Using simulated data, I have compared 2 recent methods for identifying circRNAs, CIRI & CIRCexplorer (tophat fusion version). I find both to have weird behaviors and would like to know reasons for these.
Firstly, simulated data was generated from previously identified structures in circbase.org at depths of 2, 10 and 25 (100bp reads). Both methods were used to analyse these datasets to assess their performance, results are below:
Data CIRI CIRCexplorer depth - 2 3195 725 depth - 10 4397 121 depth - 25 4400 109
As you can see, CIRCexplorer appears less sensitive but very specific. However, the behavior that concerns me is that: with high coverage, less circRNAs were identified. Is there a reason for this? Parameters used are those shown in: https://github.com/YangLab/CIRCexplorer. Please advise on suitable parameters that rectifies this behavior.

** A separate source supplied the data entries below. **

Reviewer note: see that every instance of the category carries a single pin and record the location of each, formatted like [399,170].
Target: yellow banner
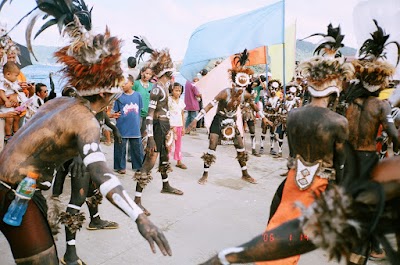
[275,52]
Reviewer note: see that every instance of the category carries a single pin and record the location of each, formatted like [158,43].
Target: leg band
[208,159]
[48,256]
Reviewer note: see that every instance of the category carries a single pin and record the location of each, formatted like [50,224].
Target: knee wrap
[242,157]
[95,199]
[208,159]
[48,256]
[73,222]
[53,214]
[165,168]
[142,178]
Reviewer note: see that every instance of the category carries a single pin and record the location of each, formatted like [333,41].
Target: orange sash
[287,211]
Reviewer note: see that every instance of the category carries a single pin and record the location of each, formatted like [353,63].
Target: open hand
[77,167]
[152,234]
[117,137]
[11,114]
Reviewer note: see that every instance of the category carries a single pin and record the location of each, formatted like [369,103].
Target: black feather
[142,46]
[241,59]
[63,13]
[374,47]
[334,40]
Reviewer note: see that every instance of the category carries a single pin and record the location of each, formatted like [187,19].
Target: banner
[222,38]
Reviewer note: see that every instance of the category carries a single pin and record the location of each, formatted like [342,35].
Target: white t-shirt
[175,111]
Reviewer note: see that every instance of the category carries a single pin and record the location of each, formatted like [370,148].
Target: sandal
[182,166]
[76,262]
[249,179]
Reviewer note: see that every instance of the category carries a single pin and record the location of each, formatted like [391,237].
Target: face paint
[110,184]
[242,79]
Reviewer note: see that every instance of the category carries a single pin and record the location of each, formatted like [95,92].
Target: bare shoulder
[65,112]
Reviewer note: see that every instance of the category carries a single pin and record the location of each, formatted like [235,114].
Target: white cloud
[170,23]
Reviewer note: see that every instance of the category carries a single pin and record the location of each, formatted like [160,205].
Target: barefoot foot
[147,213]
[171,190]
[203,180]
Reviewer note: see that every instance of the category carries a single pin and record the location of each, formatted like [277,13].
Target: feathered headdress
[325,74]
[371,70]
[293,87]
[91,62]
[241,75]
[160,61]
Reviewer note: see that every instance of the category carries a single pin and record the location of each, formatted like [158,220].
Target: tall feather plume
[92,63]
[374,48]
[241,59]
[331,42]
[143,46]
[333,222]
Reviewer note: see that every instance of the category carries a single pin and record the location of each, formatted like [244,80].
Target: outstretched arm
[284,241]
[221,95]
[111,188]
[388,122]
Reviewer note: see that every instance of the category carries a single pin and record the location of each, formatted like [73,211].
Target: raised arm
[111,188]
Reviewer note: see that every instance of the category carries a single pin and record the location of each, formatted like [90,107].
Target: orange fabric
[21,78]
[256,56]
[287,211]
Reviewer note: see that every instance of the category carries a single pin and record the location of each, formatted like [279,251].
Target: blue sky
[169,23]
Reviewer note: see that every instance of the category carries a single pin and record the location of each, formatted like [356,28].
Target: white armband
[222,254]
[390,118]
[201,114]
[261,113]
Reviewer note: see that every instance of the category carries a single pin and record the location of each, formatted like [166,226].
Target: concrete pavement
[223,213]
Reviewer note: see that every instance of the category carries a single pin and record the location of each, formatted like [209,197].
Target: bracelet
[201,114]
[222,254]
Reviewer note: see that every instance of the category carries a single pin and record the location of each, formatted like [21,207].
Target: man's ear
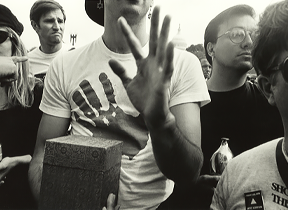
[266,88]
[34,25]
[210,49]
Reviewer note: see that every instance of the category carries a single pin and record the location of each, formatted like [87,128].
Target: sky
[192,16]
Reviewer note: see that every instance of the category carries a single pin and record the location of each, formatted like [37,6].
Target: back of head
[211,32]
[272,37]
[19,92]
[8,19]
[41,7]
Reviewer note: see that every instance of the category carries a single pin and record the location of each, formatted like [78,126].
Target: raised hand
[8,68]
[111,123]
[148,91]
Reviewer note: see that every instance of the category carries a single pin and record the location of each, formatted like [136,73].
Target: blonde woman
[20,95]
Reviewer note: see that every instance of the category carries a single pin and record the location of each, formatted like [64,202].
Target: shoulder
[185,56]
[255,156]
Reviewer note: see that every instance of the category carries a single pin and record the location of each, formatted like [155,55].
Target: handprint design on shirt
[112,123]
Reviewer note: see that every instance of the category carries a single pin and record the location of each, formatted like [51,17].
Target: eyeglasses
[283,67]
[237,35]
[4,35]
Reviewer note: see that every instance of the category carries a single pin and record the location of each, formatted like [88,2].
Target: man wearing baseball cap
[136,88]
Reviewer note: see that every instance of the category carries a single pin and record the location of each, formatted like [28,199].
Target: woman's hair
[20,91]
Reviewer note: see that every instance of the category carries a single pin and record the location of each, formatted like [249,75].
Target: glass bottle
[0,152]
[220,158]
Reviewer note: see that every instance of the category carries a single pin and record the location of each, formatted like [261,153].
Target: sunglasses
[283,67]
[237,35]
[4,35]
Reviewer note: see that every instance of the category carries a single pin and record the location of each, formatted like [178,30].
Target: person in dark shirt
[238,110]
[20,96]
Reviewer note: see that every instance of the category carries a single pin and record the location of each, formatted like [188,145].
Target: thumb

CIRI is however not perfect. It currently appears impossible to run CIRI on real data with over 300 million reads. It halts every time (after about 10 hrs), apparently due to high memory consumption, does anyone know a way round this? I must add that it is also less specific, identifying circRNAs not expected in the simulated dataset.
Please find simulated data here: https://www.dropbox.com/s/r5ms1zymngk0oyy/simulated_data.tar.gz?dl=0
Note: Other methods were also assessed (including methods using STAR aligner). My question is specific to these two methods, because of the weird behaviors mentioned above.